Standards · WCAG 2.2

SC 2.5.3 Level A WCAG 2.1

Label in Name

When a control has visible text, that exact text must appear at the start of its accessible name. Otherwise voice-control users who say what they see cannot activate the control.

What it asks

If a button reads “Submit application” on screen, a voice-control user should be able to say “click Submit application” and have the click land. That only works when the visible label is contained in the accessible name — ideally as the first words. If the accessible name is “Send form” while the visible text says “Submit application,” the voice command fails silently.

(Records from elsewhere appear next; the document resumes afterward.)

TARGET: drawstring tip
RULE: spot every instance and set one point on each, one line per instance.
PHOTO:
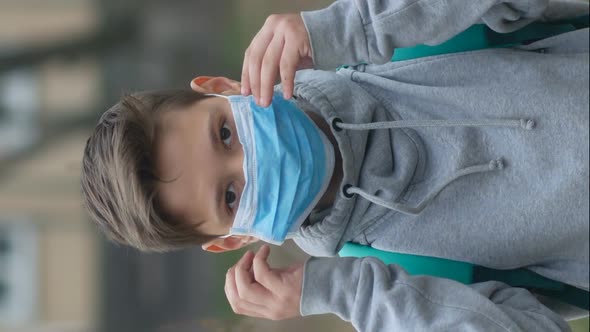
(497, 164)
(527, 124)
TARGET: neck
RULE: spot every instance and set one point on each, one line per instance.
(328, 198)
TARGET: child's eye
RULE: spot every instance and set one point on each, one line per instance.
(231, 196)
(225, 134)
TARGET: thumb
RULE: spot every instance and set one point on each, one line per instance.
(262, 271)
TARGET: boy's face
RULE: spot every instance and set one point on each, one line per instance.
(199, 150)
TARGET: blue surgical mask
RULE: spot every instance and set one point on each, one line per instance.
(288, 163)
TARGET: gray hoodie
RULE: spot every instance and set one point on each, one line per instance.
(500, 179)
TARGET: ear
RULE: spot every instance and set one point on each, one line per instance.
(219, 85)
(233, 242)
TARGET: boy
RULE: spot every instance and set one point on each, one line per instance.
(501, 182)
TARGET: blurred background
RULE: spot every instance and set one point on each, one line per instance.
(62, 63)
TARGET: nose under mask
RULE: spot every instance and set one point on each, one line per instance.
(288, 164)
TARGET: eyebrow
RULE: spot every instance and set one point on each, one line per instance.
(217, 190)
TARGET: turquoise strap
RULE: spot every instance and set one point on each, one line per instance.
(467, 273)
(414, 264)
(479, 37)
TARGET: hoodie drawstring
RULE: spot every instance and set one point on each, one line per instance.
(496, 164)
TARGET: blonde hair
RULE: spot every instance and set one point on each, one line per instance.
(119, 179)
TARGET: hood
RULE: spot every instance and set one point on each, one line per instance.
(382, 162)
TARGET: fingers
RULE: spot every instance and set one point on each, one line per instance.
(288, 66)
(245, 90)
(256, 53)
(262, 271)
(269, 70)
(238, 304)
(248, 288)
(281, 47)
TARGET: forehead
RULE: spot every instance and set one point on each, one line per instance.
(180, 132)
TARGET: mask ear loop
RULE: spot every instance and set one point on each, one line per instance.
(217, 95)
(224, 236)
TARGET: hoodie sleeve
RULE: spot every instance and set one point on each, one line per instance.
(378, 297)
(354, 31)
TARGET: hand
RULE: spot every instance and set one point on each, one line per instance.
(280, 47)
(256, 290)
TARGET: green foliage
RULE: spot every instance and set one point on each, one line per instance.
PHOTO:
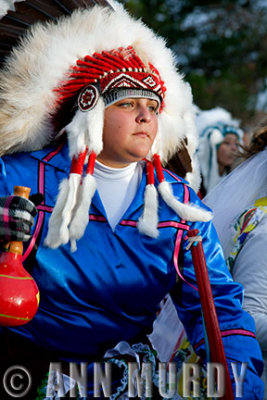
(221, 47)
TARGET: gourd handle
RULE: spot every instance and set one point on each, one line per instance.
(16, 246)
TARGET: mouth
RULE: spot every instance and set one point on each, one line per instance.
(141, 134)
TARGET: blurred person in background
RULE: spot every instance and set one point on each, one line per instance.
(239, 203)
(219, 139)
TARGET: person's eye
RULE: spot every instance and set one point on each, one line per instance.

WCAG requires that the visible text label be part of the accessible name. The accessible name can include more (clarifying context) but the visible text has to be in there, in the same word order.

How to meet it

  • For buttons and links with text, do nothing special — the text content becomes the accessible name automatically.
  • When you add aria-label to a control that already has visible text, include the visible text at the start: <button aria-label="Submit application — opens confirmation">Submit application</button>.
  • For icon + text buttons, let the text drive the name. Do not override it with an icon-only aria-label.
  • For links where the text reads “Read more,” extend the accessible name with aria-label="Read more about WCAG 2.2 — full article" so the visible “Read more” is still the prefix.
  • When a control’s visible label is an image (icon with text overlay, logo), make sure the alt matches the visible text exactly.

Common failures

  • A button reading “Search” with aria-label="Find". Voice users say “click Search,” nothing happens.
  • “Add to cart” buttons with aria-label="Add Blue T-Shirt size M to your shopping cart" — verbose name, visible “Add to cart” no longer the prefix. Voice command “click Add to cart” misses.
  • Icon-and-text buttons where the designer added aria-label="cart icon" and clobbered the visible “Checkout” text.
  • Localized sites where the visible text was translated but the aria-label is still in English.
  • Floating action buttons that show “Chat” visibly but carry aria-label="Open support widget".

Why it matters

This is the SC that gates accessibility for voice-control users — people using Dragon NaturallySpeaking, Voice Control on iOS / macOS, Voice Access on Android, or Windows Speech Recognition. For these users, the visible label is the command. A mismatch isn’t a minor inconvenience; it is the difference between operable and not. It also helps screen-reader users follow along when a sighted helper says “click the Save button” — the announcement matches the words on screen. 2.5.3 is easy to fix and easy to miss, because automated tools rarely flag it: a developer reading the code sees an aria-label and assumes that’s good. Always check the accessible name against the visible text.